Lacarra no solo habita la escena, sino que firma la dramaturgia de una pieza que cuestiona el espacio que queda a la emoción en un futuro dominado por algoritmos. “En esta ocasión, fusionamos el tema de la inteligencia artificial con el del cambio climático, los cuales están muy relacionados ya que estamos tan ocupados pensando en las nuevas tecnologías, en el progreso, en el futuro, en vivir en otros planetas, que estamos olvidando el nuestro. La inteligencia artificial ha venido para quedarse, pero tenemos que aprender a utilizarla y no dejar que nos controle”, reflexiona Lacarra, afirmando que la defensa de las artes en vivo representa en la actualidad una nueva forma de resistencia frente a la perfección técnica y vacía de la inteligencia artificial. "Para que sea arte tiene que tener emociones, humanidad, quizás también esa imprecisión que tenemos los seres humanos".
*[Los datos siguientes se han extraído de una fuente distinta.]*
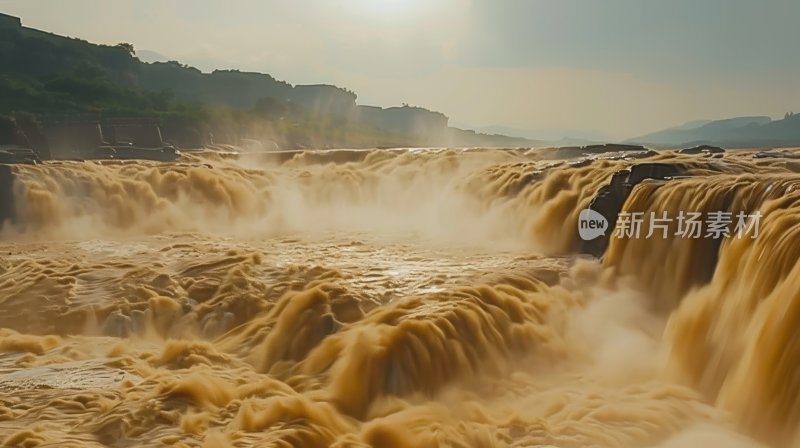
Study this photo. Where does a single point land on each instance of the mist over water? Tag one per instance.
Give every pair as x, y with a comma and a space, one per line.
408, 298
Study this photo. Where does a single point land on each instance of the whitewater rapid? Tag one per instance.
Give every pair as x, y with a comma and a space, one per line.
404, 298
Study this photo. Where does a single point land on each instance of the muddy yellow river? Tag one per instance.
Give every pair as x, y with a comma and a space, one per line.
407, 298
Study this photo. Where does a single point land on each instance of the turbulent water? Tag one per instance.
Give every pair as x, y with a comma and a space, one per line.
409, 298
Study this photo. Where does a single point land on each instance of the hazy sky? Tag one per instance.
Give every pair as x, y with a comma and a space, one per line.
616, 67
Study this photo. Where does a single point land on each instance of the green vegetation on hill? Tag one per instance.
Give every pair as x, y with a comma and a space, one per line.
44, 73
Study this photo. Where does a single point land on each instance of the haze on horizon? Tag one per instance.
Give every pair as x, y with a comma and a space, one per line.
612, 69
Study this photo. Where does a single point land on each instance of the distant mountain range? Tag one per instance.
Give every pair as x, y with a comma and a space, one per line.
739, 132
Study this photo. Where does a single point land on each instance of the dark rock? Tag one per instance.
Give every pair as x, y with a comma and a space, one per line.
702, 149
610, 199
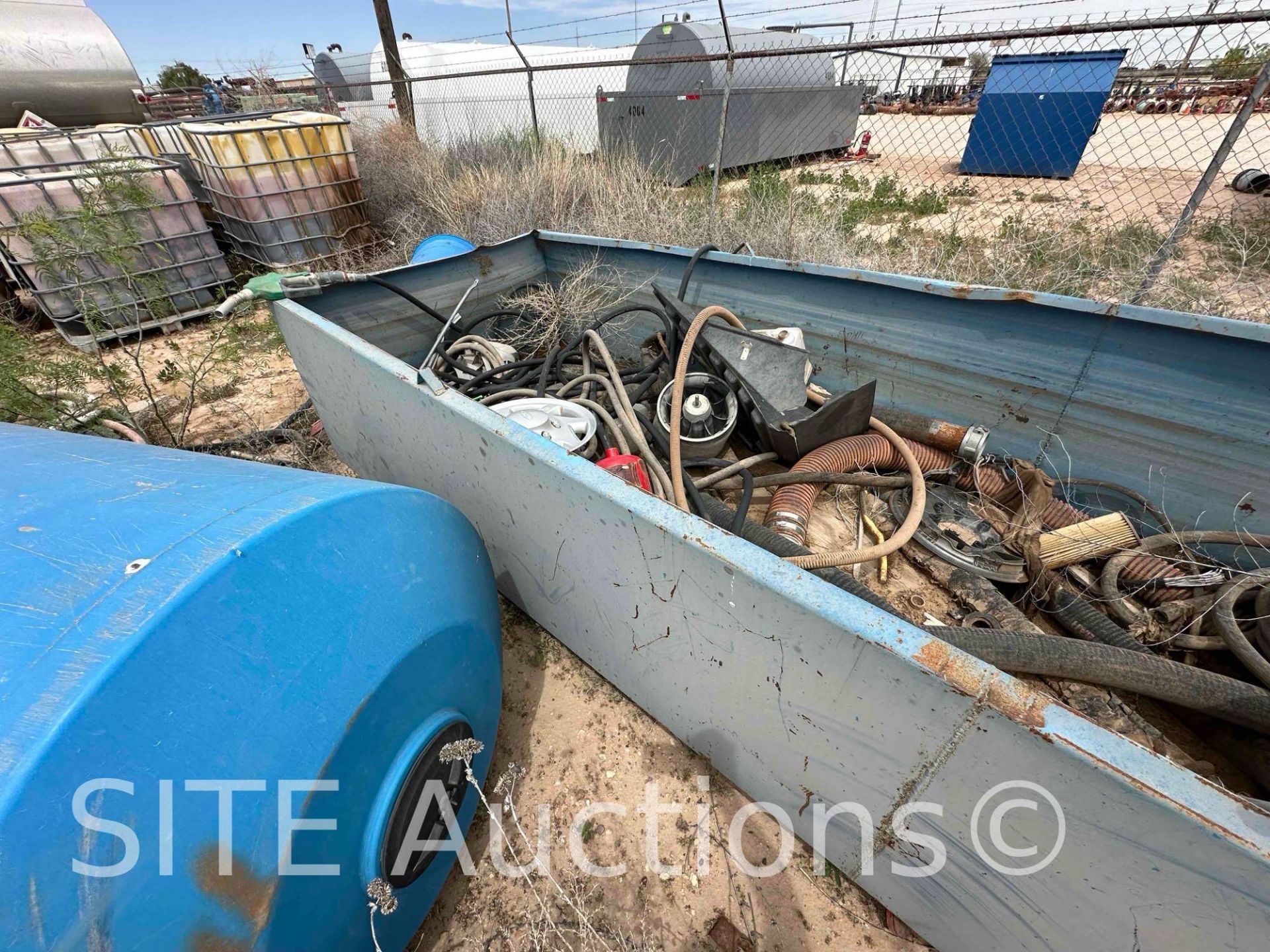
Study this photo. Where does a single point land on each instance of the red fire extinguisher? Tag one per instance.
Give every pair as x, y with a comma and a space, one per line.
861, 153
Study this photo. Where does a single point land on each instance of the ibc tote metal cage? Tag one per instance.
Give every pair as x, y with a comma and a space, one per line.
286, 188
168, 267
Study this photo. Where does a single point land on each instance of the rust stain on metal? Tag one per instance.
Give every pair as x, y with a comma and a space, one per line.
1152, 793
966, 674
208, 941
240, 891
728, 937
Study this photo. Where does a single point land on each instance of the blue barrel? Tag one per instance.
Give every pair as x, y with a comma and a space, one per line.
224, 687
433, 249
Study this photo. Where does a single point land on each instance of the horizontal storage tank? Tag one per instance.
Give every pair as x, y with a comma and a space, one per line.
150, 259
175, 622
780, 107
1038, 113
59, 60
451, 111
807, 65
345, 74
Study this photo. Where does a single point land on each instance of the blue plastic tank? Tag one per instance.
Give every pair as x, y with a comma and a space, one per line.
187, 644
437, 247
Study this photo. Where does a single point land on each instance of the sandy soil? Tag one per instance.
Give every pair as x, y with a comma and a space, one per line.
582, 742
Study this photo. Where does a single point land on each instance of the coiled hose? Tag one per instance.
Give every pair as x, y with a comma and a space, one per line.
790, 507
1142, 567
1223, 616
1050, 655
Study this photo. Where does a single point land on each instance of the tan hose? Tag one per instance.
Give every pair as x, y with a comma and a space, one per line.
850, 556
681, 372
790, 507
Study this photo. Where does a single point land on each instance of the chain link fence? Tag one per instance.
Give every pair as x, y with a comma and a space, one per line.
1091, 157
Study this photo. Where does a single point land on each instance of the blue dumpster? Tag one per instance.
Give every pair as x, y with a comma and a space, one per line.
1038, 112
222, 686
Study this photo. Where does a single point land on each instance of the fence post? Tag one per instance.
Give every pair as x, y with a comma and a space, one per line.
529, 74
723, 112
1206, 183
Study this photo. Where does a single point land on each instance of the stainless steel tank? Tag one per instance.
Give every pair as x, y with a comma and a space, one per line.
59, 60
779, 107
345, 73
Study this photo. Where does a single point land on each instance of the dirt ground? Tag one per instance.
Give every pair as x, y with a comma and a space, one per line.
582, 742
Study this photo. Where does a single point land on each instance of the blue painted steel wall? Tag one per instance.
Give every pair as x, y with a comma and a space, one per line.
794, 688
287, 626
1038, 113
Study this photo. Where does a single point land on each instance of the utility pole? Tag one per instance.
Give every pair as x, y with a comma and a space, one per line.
400, 88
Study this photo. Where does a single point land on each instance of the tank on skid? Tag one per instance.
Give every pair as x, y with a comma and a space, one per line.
780, 107
60, 61
186, 637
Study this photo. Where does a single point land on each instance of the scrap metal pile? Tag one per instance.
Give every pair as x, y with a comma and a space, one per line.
728, 424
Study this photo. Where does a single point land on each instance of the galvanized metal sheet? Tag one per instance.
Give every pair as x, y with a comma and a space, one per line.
799, 692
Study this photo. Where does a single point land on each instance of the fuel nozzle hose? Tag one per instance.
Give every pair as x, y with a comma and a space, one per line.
1052, 655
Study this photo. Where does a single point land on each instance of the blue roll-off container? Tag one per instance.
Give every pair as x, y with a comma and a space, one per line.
1038, 112
175, 617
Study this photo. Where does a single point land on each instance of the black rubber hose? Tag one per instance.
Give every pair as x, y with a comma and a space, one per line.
1087, 622
1223, 617
697, 498
1056, 656
872, 480
1147, 507
546, 368
407, 295
294, 416
1197, 688
691, 267
747, 489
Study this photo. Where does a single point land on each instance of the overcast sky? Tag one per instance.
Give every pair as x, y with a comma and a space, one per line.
224, 37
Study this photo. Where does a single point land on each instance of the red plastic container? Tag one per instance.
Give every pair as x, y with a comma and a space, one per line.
625, 466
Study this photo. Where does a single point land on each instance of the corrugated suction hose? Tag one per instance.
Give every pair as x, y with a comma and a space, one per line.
790, 507
1053, 655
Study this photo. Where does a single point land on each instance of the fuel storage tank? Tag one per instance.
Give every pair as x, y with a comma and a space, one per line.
59, 60
222, 687
780, 106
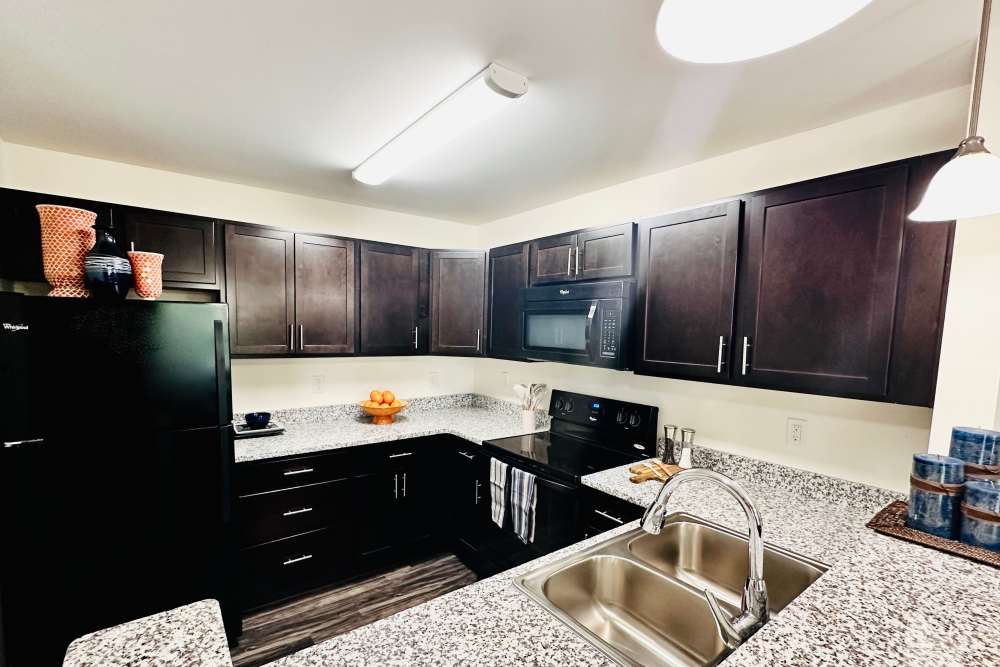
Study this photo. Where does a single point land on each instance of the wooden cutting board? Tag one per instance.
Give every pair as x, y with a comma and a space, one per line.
643, 472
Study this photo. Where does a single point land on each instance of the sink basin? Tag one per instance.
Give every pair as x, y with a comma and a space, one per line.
704, 556
639, 597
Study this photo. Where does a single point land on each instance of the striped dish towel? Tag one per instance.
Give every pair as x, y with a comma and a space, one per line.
523, 498
498, 480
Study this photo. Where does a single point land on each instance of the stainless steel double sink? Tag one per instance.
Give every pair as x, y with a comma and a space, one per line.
639, 597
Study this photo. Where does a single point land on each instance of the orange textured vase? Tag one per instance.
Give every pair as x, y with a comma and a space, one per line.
147, 271
67, 237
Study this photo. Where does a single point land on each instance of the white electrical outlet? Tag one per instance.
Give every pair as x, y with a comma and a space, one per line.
795, 434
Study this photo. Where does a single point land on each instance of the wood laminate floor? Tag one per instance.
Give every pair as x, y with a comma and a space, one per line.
272, 633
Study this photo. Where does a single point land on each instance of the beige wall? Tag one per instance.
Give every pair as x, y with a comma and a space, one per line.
263, 383
968, 391
858, 440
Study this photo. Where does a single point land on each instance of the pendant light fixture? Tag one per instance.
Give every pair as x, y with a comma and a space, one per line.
726, 31
967, 186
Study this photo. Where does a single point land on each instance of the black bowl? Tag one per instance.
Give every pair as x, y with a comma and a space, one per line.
257, 419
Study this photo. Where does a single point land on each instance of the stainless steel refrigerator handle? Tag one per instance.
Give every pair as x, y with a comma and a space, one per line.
746, 349
608, 516
20, 443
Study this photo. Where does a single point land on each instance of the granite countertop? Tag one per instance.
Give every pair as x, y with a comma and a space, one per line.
474, 418
189, 635
883, 601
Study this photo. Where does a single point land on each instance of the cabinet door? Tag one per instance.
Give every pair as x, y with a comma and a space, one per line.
189, 245
324, 294
552, 259
605, 252
458, 293
390, 280
818, 299
687, 288
508, 275
260, 289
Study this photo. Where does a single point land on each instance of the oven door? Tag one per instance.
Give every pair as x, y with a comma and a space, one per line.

Racionalidad vs Emotividad
La arquitectura de A.I. (Amalur Indarra) se sostiene sobre un diálogo coreográfico inusual en el que el coreógrafo murciano Juanjo Arqués une fuerzas con Golding para crear dos lenguajes diferenciados: uno racional y lógico para la civilización controlada, y otro orgánico y emotivo para Amalur, la diosa Madre Tierra presente en la mitología vasca. Una dualidad que se funde con la luz láser, protagonista física de la opresión tecnológica en el escenario; al tiempo que se deja arropar por el paisaje de las Bardenas Reales, escenario que será proyectado en formato de película durante el espectáculo y que fue elegido por Lacarra justamente por el carácter desolado que presenta, una clara evocación de esta tierra que paulatinamente estrujamos y destrozamos.
Este estreno no solo consolida el lenguaje híbrido de una compañía ya caracterizada por entrelazar danza, cine y artes visuales, sino que pone de manifiesto la titánica labor de gestión que hay detrás. Y es que Lacarra compagina los ensayos con la producción, los contratos y la dirección técnica, una agotadora nueva realidad para la bailarina que ya muchos artistas vienen experimentando con sus propios proyectos dentro de nuestras fronteras, aunque Lacarra reconoce disfrutar sobremanera la libertad que este rol le otorga en lo que respecta a las decisiones artísticas.
"Cuando eres bailarina, eres responsable de hacer bien tu trabajo y se acabó, si ocurre cualquier imprevisto a nivel técnico, logístico o de lo que sea, no es tu responsabilidad. Pero aquí, todas las decisiones y responsabilidades son nuestras y eso es muchísimo trabajo, aunque una vez que llegas a ese escenario, el nivel de satisfacción no se puede comparar".
En un tiempo donde lo virtual amenaza con devorar la experiencia sensorial, A.I. (Amalur Indarra) se planta en el escenario para recordarnos que el arte de la danza solo late cuando hay un cuerpo presente, imperfecto y capaz de conmoverse ante el rastro de la Tierra Madre. Una reivindicación del teatro como último refugio de lo auténtico, donde el láser y la carne conviven para invitarnos a reflexionar sobre qué estamos dispuestos a salvar de nosotros mismos.